Summary: In a futuristic Zimbabwe, the General’s children, Tendai, Rita, and Kuda, feel stifled by their father’s overprotective and demanding parenting. In search of adventure, the children leave their family home one day and find themselves kidnapped and thrown into darker and poorer parts of the country. The General enlists the help of three strange detectives, the Ear, the Eye, and the Arm, to help rescue his children.

Musings: I appreciated the unique locale of this novel, which is rare to find in YA novels (at least those I’ve read). Although set in a futuristic society (for example, machines magically create food you want, a la Star Trek), the story takes place in Zimbabwe and incorporates many Zimbabwean traditions and customs in the book.
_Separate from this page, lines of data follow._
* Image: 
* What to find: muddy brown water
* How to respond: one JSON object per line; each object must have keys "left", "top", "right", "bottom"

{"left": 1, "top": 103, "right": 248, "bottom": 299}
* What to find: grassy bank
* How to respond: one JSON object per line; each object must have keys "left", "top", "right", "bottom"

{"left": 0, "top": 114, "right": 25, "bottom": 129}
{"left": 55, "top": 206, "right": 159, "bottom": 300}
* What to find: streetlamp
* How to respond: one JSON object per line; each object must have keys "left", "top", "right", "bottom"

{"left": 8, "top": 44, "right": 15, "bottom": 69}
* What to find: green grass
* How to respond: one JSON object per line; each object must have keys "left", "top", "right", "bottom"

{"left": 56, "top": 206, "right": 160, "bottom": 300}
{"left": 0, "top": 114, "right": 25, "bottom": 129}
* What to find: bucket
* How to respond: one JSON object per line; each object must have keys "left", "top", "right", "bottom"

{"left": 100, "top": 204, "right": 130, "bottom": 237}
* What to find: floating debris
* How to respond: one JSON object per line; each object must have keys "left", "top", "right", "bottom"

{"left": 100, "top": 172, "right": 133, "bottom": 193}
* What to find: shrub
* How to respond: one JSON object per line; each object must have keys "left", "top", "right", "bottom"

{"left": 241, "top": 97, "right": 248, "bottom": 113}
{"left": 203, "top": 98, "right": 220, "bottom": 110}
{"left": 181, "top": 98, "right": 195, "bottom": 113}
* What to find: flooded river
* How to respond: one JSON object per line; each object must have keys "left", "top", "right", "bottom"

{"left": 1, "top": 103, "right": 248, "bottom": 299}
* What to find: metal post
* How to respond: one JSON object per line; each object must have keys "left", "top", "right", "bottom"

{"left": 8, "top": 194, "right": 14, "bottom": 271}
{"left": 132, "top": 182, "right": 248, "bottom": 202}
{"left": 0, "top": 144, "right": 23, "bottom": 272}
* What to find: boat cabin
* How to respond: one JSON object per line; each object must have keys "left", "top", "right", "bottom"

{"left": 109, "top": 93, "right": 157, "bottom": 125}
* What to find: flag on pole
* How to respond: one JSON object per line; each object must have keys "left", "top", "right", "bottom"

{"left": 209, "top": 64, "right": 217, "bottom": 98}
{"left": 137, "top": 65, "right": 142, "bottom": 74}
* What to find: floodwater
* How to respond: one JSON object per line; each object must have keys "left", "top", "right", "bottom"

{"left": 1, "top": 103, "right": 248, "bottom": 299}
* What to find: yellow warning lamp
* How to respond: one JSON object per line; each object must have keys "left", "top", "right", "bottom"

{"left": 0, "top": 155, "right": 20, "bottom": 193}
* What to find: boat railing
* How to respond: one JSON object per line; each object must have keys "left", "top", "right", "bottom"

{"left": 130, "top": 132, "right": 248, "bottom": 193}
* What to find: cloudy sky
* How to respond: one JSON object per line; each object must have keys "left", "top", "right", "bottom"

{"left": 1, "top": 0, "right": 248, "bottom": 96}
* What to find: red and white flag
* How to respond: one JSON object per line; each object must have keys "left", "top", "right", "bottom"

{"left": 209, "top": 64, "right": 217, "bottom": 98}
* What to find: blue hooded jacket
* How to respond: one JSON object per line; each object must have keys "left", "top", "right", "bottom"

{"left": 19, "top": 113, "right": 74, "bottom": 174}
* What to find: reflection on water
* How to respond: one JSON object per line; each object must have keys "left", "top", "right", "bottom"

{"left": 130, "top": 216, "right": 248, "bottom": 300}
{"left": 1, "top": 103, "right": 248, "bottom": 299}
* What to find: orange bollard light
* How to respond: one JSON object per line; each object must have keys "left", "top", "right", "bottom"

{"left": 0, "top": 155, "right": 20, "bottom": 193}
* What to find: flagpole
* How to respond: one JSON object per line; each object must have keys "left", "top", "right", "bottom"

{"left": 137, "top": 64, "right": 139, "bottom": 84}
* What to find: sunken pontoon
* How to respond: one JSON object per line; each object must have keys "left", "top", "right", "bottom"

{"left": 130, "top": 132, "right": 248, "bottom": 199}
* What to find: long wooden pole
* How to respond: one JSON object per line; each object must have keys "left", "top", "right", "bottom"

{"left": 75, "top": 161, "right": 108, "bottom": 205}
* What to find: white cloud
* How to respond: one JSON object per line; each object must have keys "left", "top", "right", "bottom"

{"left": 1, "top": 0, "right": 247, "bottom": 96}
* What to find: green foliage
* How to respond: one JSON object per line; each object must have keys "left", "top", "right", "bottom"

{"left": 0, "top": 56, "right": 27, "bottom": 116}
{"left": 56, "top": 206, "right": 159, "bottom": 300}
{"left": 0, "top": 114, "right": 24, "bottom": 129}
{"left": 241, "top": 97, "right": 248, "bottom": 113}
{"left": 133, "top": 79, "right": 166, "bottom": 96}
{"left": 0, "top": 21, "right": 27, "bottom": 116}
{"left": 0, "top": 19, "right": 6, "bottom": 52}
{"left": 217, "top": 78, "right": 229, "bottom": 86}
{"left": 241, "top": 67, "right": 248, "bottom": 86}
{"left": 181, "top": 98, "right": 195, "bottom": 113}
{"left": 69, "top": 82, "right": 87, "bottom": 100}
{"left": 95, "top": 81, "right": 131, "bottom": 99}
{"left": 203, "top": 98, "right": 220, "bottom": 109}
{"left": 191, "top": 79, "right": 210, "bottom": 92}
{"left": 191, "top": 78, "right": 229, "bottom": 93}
Farmer is a white American, but she lived in Zimbabwe for a number of years, so there’s a sense that the book has at least some truth to that society.
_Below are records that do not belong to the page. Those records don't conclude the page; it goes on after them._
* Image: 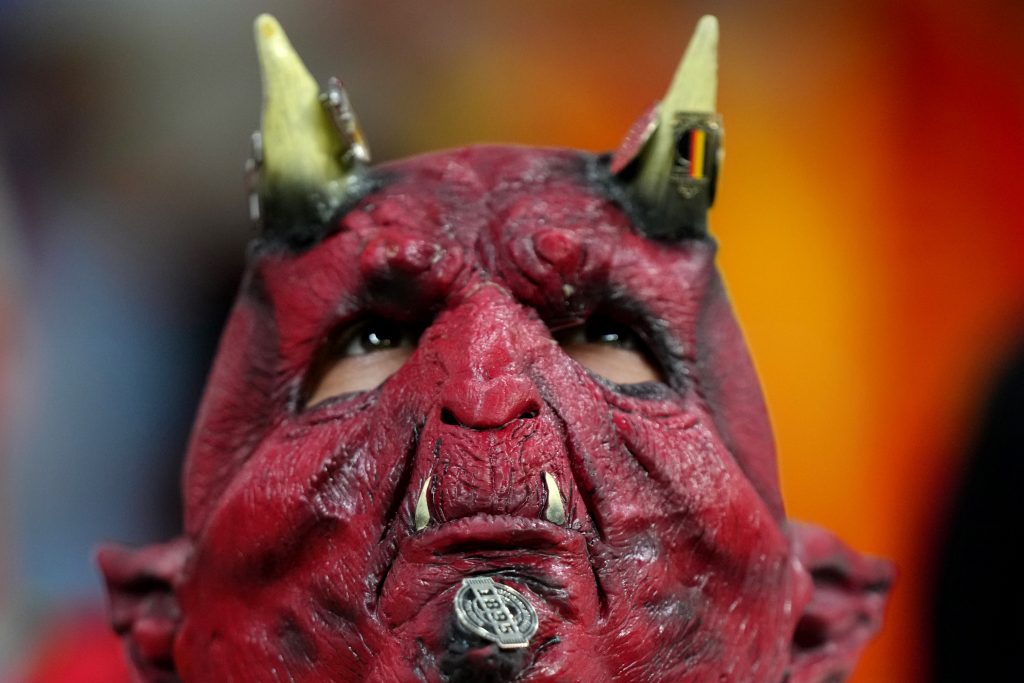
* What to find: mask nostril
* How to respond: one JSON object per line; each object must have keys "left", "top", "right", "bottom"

{"left": 439, "top": 404, "right": 540, "bottom": 429}
{"left": 440, "top": 374, "right": 542, "bottom": 429}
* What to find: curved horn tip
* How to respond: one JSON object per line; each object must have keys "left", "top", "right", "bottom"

{"left": 249, "top": 13, "right": 369, "bottom": 242}
{"left": 255, "top": 13, "right": 281, "bottom": 39}
{"left": 254, "top": 15, "right": 306, "bottom": 76}
{"left": 664, "top": 14, "right": 719, "bottom": 114}
{"left": 614, "top": 14, "right": 724, "bottom": 241}
{"left": 695, "top": 14, "right": 719, "bottom": 37}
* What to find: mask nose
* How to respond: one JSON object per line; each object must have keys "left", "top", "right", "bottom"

{"left": 435, "top": 288, "right": 543, "bottom": 430}
{"left": 440, "top": 373, "right": 540, "bottom": 430}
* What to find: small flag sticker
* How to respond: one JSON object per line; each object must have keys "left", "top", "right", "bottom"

{"left": 688, "top": 128, "right": 706, "bottom": 179}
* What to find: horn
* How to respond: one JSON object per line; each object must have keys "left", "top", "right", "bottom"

{"left": 616, "top": 15, "right": 723, "bottom": 239}
{"left": 249, "top": 14, "right": 369, "bottom": 239}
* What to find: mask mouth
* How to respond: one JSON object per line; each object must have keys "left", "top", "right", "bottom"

I found the book, though, a bit disjointed. I couldn’t quite piece together the society Farmer had created nor did I feel especially connected to the characters. At first, I thought it was because the book was designed for a much younger audience (perhaps late elementary/early middle school years), but I’m not sure that’s the case as there was some more serious subject matter later in the novel.

Perhaps it was because the odyssey of the children felt slapped together rather than following a real journey pattern. The children travel from strange place to strange place, just a step ahead of those searching for them, but nothing seemed to actually happen.

I was most confused by the trio of detectives. In my mind, they were some of the worst detectives ever created. Although possessing strange powers, they were completely inept. I would have written them off as buffoons, but the novel had the other characters react to them in a way that seemed to portray them as admirable and competent. I was unsure what impression Farmer wanted us to have of the men.

The book has some good messages about there being positive qualities in each person, although that message is not fully explored. All ends are happily wrapped up by the end of the novel, despite some serious issues being mentioned, but not explored (for example, cultural traditions vs. modern moralities).